- Directed by: Claude Berri Arlette Langmann
- Written by: Claude Berri Arlette Langmann based on a novel by Marcel Aymé
- Starring: Gérard Depardieu Michel Blanc Jean-Pierre Marielle
- Cinematography: Renato Berta
- Edited by: Hervé de Luze
- Music by: Jean-Claude Petit
- Production companies: Renn Productions; Films A2; D.D. Productions; Soficas Sofi-ARP; Investimage 3; Investimage 2;
- Distributed by: AMLF
- Release date: 12 December 1990;
- Country: France
- Language: French
- Box office: $19.1 million

= Uranus (film) =

Uranus is a 1990 French drama film with Gérard Depardieu about post-World War II recovery in a small French village, as the controlling French Communist Party tries to dispose of Pétain loyalists.

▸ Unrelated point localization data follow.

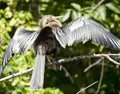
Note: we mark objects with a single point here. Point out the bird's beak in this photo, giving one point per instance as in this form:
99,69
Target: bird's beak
58,17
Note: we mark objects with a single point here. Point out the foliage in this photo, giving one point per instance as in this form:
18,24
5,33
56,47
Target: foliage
14,13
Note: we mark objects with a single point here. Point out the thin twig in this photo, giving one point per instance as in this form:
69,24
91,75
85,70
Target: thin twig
67,74
97,5
65,60
16,75
92,65
112,60
101,77
83,89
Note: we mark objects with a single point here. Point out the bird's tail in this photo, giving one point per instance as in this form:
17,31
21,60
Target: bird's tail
37,79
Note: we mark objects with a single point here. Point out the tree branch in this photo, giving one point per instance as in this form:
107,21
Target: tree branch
101,77
65,60
83,89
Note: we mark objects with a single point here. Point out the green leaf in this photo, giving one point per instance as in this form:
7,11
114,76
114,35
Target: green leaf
76,6
113,7
67,15
74,15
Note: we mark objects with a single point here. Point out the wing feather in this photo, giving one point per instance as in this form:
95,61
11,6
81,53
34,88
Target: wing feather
20,42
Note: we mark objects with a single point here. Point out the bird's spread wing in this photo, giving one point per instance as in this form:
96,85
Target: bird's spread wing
84,29
20,42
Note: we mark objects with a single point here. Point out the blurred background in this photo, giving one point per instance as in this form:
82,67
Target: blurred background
16,13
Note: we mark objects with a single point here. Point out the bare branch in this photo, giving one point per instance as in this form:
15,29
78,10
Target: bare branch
83,89
65,60
101,77
112,60
92,65
97,5
16,75
67,74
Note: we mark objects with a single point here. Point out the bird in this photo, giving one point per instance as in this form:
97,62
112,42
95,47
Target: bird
52,35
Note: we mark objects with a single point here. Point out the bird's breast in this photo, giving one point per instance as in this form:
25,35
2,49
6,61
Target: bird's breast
47,39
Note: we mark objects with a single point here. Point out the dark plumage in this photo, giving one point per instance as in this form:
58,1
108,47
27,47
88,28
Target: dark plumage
51,35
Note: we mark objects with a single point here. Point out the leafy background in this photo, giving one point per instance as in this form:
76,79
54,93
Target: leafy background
14,13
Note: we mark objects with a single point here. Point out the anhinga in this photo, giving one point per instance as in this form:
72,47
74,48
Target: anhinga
52,35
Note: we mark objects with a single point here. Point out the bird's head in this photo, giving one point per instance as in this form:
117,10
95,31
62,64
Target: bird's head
51,21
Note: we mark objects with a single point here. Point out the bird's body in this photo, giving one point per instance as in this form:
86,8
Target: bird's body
52,35
47,39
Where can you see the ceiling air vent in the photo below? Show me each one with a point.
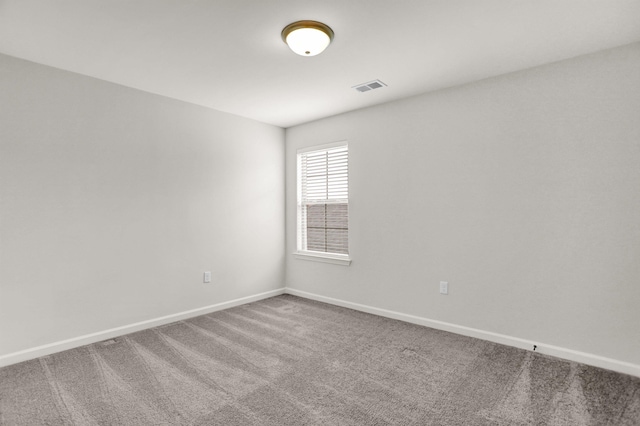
(365, 87)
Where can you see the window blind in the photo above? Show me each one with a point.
(324, 200)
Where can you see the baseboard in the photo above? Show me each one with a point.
(15, 357)
(556, 351)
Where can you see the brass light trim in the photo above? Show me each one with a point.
(307, 24)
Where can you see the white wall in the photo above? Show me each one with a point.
(114, 201)
(521, 191)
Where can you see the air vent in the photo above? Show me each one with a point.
(365, 87)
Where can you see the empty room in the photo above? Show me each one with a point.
(243, 212)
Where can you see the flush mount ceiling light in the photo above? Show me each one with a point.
(307, 38)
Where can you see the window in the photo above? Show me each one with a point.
(323, 203)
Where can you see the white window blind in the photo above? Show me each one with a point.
(323, 200)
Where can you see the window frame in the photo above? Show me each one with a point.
(300, 253)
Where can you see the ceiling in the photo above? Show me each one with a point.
(228, 54)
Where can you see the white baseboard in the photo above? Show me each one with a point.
(556, 351)
(27, 354)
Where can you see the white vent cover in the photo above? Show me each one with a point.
(365, 87)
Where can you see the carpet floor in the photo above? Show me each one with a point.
(293, 361)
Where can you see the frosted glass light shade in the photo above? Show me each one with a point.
(307, 38)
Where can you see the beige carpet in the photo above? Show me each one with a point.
(291, 361)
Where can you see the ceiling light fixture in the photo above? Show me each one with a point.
(307, 38)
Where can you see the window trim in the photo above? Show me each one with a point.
(332, 258)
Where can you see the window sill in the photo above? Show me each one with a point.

It was directed and written by Claude Berri and Arlette Langmann, based on a novel by Marcel Aymé. The film was entered into the 41st Berlin International Film Festival.

==Cast==
- Michel Blanc as Gaigneux
- Gérard Depardieu as Léopold Lajeunesse
- Jean-Pierre Marielle as Archambaud
- Philippe Noiret as Watrin
- Gérard Desarthe as Maxime Loin
- Michel Galabru as Monglat
- Danièle Lebrun as Mrs. Archambaud
- Fabrice Luchini as Jourdan
- Daniel Prévost as Rochard
- Myriam Boyer as Mrs. Gaigneux
- Ticky Holgado as Mégrin, lawyer
- Vincent Grass as Ledieu
- Florence Darel as Miss Archambaud
- Yves Afonso as the brigadier
- Josiane Lévêque as Andréa Lajeunesse

==Reception==
The film opened at number one at the Paris box office with a first week gross of 4.9 million Franc ($1 million) from 48 screens.